Detection of SARS-CoV-2 antigen-specific B cells
The analysis of SARS-CoV-2 antigen-specific B cells was performed using the SARS-CoV-2 B Cell Analysis Kit (Miltenyi) according to the manufacturer’s instructions. PBMCs were labeled with two tetramers formed from a recombinant SARS-CoV-2 SWT protein (conjugated with phycoerythrin (PE) and PE-Vio), combined with the following antibodies: anti-CD19, anti-CD27, anti-IgG, anti-IgA and anti-IgM.
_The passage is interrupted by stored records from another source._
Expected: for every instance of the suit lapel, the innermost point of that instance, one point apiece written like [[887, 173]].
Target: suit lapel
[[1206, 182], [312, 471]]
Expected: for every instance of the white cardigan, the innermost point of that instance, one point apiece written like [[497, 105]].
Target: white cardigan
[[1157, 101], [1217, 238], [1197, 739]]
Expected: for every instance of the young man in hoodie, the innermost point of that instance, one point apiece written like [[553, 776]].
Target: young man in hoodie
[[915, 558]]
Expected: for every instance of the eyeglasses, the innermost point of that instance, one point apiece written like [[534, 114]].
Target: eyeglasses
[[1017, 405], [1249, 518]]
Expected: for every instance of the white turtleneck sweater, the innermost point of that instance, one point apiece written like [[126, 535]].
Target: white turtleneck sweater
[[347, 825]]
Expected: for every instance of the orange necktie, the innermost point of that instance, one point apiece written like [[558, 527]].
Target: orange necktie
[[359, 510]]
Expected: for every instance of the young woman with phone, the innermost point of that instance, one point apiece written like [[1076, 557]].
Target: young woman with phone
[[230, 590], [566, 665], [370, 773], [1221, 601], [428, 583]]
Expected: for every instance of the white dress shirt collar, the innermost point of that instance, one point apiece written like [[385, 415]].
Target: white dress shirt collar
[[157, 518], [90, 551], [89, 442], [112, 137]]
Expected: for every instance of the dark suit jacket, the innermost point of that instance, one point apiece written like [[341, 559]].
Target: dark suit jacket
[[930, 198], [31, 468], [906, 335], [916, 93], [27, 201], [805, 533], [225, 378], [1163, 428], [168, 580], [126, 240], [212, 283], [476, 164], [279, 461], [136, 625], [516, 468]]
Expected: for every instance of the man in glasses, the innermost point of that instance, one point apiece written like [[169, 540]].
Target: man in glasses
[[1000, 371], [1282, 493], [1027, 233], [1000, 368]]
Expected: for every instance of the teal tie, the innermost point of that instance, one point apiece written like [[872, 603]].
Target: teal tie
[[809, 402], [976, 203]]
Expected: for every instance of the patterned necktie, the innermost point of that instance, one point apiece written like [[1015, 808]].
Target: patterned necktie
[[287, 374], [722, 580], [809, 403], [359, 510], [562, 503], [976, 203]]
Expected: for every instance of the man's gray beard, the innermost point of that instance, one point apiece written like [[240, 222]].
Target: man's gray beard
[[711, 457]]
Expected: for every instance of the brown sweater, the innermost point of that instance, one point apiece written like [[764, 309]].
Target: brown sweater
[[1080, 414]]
Analysis of VOC prevalence
Aggregated GISAID (https://doi.org/10.1002/gch2.1018) and aggregated COVID-19 case data for the percentage distribution of VOCs in Italy was downloaded from the European Centre for Disease Prevention and Control (https://www.ecdc.europa.eu/en/publications-data/data-virus-variants-covid-19-eueea; access date 15 April 2022).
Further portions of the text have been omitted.